Sir Laurence Dudley Stamp, CBE, ( – ), was professor of geography at Rangoon and London, and one of the internationally best known British geographers of the 20th century.

Educated at King's College London, he specialised in the study of geology and geography and taught at the universities of Rangoon (1923–26) and London (1926–45). From 1936 to 1944 he directed the compilation and publication of the report of the Land Utilisation Survey of Britain. He worked on many official enquiries into the use of land and planning.

He is considered one of the most famous British geographers of the twentieth century.

==Early life and education==
Stamp was born in Catford, London, in 1898, the seventh child of a shopkeeper; his elder brother Josiah became the banker Lord Stamp of Shortlands. He attended University School, Rochester (1910–13), where he joined the Rochester and District Natural History Society. He then studied for a BSc at King's College London, graduating with first-class honours in 1917. Following military service he returned to King's as a demonstrator. His friendship with a student, his future wife Elsa Rea, led to an interest in geography. They both sat for the BA in 1921, Stamp again taking a first. He was awarded a DSc in the same year.

==World War I==
Stamp served in the British Army during World War I in France and Belgium from 1917 to 1919. Whilst away his research paper on the Silurian of Clun Forest was read on his behalf to the Geological Society of London.

==Professional and academic career==
Stamp spent the early 1920s as a petroleum geologist in the then British Empire colony of Burma, marrying and becoming professor of geology and geography in the new University of Rangoon in 1923. In 1926 he returned to the UK, becoming Reader in Economic geography at the London School of Economics (LSE).

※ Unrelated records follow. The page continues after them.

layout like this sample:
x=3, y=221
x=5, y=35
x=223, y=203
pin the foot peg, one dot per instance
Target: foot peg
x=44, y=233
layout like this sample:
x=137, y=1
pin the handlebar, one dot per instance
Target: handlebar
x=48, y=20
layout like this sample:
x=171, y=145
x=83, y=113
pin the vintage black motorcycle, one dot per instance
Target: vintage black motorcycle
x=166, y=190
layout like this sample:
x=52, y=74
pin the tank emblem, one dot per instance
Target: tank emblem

In the 1930s Stamp formed the Land Utilisation Survey of Britain, a major project to survey of the whole country using volunteers including colleagues, students, school teachers and pupils, on a scale of 6 inches to a mile. Publication of maps and reports began in 1933 and was completed in 1948, after interruption by World War II. Stamp reported on the reaction of a farmer who came across a school class doing land-use survey on his land. Angry at first, the farmer was pacified by the explanation of the schoolmaster, and then later wrote approvingly to his local newspaper that this approach was valuable both to the pupils and the community. Stamp went on to act as a consultant to many national governments and prepared a general scheme for a world land use survey which was adopted by the International Geographical Union.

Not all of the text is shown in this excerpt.